Breitschwerdt, CVM professor of medicine and infectious diseases, shares the WSAVA award with Christopher Woods, a professor in Duke University’s medicine and pathology departments. They will jointly accept the award and present the One Health Award Lecture at the WSAVA World Congress in Singapore Sept 25 to 28.
“This award recognizes the importance of physicians and veterinarians working together to solve complex, biomedical one health problems,” said Breitschwerdt. “Dr. Woods and I are humbled by this recognition of our efforts to address Bartonellosis as an emerging, zoonotic infectious disease of comparative medical importance.”
Both have made a tremendous impact on the study of the bacterium Bartonella and Bartonellosis, the family of diseases it causes. Bartonella can lead to heart infections and several chronic disease in cats, dogs and other animals. Human diseases caused by Bartonella include cat-scratch disease, Carrion’s disease and trench fever.
WSAVA, which represents 200,000 veterinarians through 104 member associations, said the award is in particular recognition of Breitschwerdt and Woods’ development of specialized tests for Bartonella-related infections, which are often difficult to diagnose. The pair’s work has led to effective Bartonella tests for humans.

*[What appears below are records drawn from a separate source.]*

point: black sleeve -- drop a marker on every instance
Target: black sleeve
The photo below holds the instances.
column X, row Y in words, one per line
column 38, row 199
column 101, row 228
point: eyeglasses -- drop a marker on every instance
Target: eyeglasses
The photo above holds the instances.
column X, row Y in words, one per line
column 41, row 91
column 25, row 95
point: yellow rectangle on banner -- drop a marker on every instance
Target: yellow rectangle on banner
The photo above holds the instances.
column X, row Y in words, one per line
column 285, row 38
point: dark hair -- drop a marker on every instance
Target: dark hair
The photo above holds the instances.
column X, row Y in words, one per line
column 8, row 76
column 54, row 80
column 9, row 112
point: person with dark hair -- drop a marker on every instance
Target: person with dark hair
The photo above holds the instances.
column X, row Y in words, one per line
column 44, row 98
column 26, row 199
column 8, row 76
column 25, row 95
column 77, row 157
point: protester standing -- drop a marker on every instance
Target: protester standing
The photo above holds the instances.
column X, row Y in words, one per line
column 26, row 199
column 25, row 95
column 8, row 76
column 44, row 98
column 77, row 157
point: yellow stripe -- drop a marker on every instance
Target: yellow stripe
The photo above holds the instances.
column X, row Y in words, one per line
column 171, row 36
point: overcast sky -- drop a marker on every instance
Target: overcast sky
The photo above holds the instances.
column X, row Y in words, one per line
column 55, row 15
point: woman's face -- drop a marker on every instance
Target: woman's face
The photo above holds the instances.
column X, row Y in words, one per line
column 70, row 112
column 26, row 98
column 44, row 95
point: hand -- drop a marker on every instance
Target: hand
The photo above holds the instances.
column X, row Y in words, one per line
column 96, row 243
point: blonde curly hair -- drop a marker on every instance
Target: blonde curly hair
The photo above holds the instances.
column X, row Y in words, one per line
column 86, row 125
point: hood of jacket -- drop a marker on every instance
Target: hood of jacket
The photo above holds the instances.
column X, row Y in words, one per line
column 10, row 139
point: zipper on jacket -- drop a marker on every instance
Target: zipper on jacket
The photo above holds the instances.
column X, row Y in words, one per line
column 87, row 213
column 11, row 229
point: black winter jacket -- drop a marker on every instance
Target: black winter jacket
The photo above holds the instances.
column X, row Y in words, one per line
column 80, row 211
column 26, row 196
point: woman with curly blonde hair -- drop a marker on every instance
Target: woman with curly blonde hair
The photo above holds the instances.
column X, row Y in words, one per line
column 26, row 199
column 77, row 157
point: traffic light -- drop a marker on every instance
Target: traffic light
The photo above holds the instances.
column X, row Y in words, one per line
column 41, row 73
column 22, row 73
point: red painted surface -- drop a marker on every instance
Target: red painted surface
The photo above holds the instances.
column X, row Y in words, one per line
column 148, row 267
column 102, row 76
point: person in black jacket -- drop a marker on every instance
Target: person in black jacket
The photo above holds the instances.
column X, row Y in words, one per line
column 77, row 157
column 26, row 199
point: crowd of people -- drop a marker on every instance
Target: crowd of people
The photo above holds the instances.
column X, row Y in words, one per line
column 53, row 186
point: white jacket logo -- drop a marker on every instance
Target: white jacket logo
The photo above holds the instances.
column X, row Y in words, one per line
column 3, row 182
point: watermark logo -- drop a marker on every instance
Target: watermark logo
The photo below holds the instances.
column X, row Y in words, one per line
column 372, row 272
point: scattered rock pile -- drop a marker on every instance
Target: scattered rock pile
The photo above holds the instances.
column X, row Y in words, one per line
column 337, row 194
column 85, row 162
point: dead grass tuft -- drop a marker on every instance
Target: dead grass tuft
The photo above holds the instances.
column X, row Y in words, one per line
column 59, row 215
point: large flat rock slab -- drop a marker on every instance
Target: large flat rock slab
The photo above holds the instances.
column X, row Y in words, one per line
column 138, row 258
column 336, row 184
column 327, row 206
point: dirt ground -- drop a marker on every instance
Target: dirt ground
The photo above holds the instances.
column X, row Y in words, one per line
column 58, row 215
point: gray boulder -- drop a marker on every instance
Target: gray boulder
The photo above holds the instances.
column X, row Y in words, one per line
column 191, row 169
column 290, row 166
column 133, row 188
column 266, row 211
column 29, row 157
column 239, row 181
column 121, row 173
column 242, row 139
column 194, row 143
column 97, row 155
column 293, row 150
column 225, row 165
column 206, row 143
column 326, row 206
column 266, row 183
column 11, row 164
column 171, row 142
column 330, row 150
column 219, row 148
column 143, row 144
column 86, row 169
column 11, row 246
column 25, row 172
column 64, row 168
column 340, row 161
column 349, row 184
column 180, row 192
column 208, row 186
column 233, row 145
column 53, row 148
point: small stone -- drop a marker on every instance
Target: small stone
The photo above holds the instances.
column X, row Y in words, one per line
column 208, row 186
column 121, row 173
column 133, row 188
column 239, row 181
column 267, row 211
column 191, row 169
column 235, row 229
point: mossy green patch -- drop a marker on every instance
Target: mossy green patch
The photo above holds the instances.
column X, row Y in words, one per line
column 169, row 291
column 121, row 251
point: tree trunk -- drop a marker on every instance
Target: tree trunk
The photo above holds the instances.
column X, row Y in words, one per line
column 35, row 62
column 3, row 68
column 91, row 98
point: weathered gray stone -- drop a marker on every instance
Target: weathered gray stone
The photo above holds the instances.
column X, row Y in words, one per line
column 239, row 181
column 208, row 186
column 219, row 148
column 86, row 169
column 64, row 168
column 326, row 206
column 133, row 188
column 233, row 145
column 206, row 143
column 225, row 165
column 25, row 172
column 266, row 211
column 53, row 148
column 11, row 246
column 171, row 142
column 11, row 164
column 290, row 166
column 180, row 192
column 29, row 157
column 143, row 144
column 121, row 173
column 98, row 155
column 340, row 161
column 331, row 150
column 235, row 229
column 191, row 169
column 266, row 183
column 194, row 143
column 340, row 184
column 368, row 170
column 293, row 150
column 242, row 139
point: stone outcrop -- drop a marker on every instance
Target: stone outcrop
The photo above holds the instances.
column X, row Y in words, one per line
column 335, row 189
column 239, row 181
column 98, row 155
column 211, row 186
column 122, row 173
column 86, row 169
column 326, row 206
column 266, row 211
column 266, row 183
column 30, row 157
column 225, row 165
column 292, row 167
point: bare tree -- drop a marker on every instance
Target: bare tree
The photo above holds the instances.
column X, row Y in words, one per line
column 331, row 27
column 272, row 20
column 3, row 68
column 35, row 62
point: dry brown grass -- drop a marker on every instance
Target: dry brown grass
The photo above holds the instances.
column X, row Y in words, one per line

“The WSAVA One Health Committee is particularly excited to announce the award recipients this year and believes that having dual awareness from veterinary and human medicine epitomizes the One Health initiative,” WSAVA One Health Committee chair Mike Lappin said in a press release. “Professors Breitschwerdt and Woods have worked tirelessly in this field and their work has helped countless two- and four-legged animals.”
It has been a banner year for Breitschwerdt, who joined the CVM faculty in 1982. In April, he was awarded the Melanie S. Steele Distinguished Professorship in Medicine, the result of a $1 million endowment supporting a professor active in small animal medicine teaching, research and clinical practice.
Bartonella research remains Breitschwerdt’s primary passion, decades after the Vector Borne Diseases Diagnostic Laboratory he founded became the first in the world to find a case of canine Bartonella infection. His prolific research is ongoing. As recently as January, he received a grant for a two-year study into the prevalence of Bartonella infections in dogs across the country suffering from blood cancer.
“If you ask me what keeps me going now, it’s a single genus of bacteria,” said Breitschwerdt earlier this year. “It’s a genus of bacteria that I believe is of immense importance to society. It’s a genus of bacteria that I believe is causing more disease than anyone would have guessed in human and veterinary medicine.